Die Inflation hat die Preise in die Höhe getrieben. Bei Verbraucherinnen und Verbrauchern steigt das Risiko der Überschuldung und damit auch der Bedarf nach einer Schuldnerberatung.

Ein Brief mit dem Briefkopf "Zahlungsaufforderung". Darauf liegt eine Lesebrille, außerdem Geldscheine.
© IMAGO / Bihlmayerfotografie

Beratungsbedarf erheblich gestiegen

Eine Umfrage unter den 1400 gemeinnützigen Beratungsstellen der Bundesarbeitsgemeinschaft Schuldnerberatung der Verbände (BAG-SB) zeigt: Immer mehr Menschen in Deutschland suchen eine Schuldnerberatung auf, rund 600.000 waren es im letzten Jahr. In knapp der Hälfte der Beratungsstellen kommen deutlich mehr Ratsuchende wegen Energieschulden, in einem Viertel der Beratungstellen sind die Anfragen wegen Mietschulden gestiegen.

Diese Entwicklung zeigt, dass Menschen immer stärker in finanzielle Nöte geraten. Die Lebenshaltungskosten sind in den vergangenen Monaten erheblich gestiegen. BAG-SB-Geschäftsführerin Ines Moers erklärt: „98 Prozent aller Zahlungsverpflichtungen werden ohne Probleme erfüllt, so verkündet es jedes Jahr die Schufa. Wir haben in Deutschland kein Problem mit der Zahlungsmoral.“
 

Keine Ersparnisse mehr

Etwa sechs Millionen Menschen in Deutschland gelten als überschuldet. Das sind Verbraucherinnen und Verbraucher, deren Einkommen und Ersparnisse nicht mehr ausreichen, um alle Rechnungen zu begleichen, selbst wenn sie sparsamer leben. „Früher hat die Jahresabrechnung viele in Bedrängnis gebracht. Mittlerweile beobachten wir, dass viele Menschen immer mehr Probleme haben, die monatlichen Abschläge zu bezahlen“, sagt Moers.

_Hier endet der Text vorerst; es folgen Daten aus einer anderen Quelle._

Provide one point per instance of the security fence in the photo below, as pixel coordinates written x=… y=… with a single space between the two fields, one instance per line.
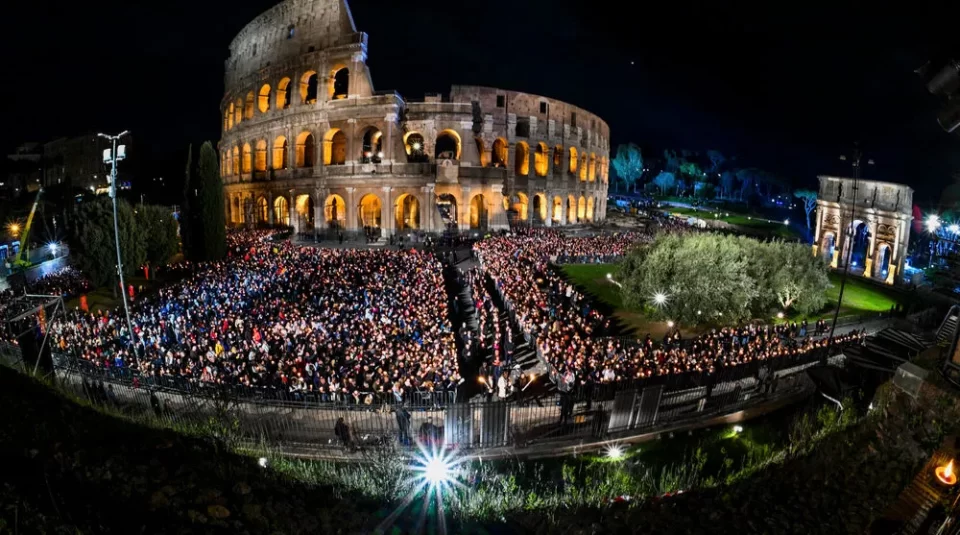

Die Preissteigerungen infolge des Ukraine-Krieges haben die wirtschaftliche Lage vieler Verbraucherinnen und Verbraucher erheblich verschärft. „Die Ersparnisse sind längst aufgebraucht. Unser Eindruck ist, dass der Andrang in den Beratungsstellen auch so groß ist, weil sich die Menschen viel früher trauen, nach Hilfe zu fragen“, berichtet Moers.

Der Beratungsbedarf wächst also, doch den Schuldnerberatungsstellen fehlen Fachkräfte. Die Folge: Viele Betroffene müssen lange auf einen Termin warten. Wenn es lange Wartezeiten gibt, erhöhe sich der Druck auf die Betroffenen, sagt Moers. „Wir erleben, dass Menschen mit Schuldenproblemen zu privaten, kostenpflichtigen Beratungen gehen, darunter sind teilweise unseriöse Anbieter. Den Betroffenen wird in einer Notlage auch noch Geld aus der Tasche gezogen.“

Pfändungsgrenzen

Damit Verbraucherinnen und Verbraucher einen Weg aus der Überschuldung finden, ist es wichtig, dass sie ihre Rechte kennen. Laufende Kosten können reduziert werden, indem bestehende Verträge widerrufen oder gekündigt werden. Viele Menschen wissen zum Beispiel nicht, so Moers, dass viele Forderungen von Inkasso-Unternehmen unberechtigt sind. Schuldnerberatungen können helfen, berechtigte von unberechtigen Forderungen zu unterscheiden.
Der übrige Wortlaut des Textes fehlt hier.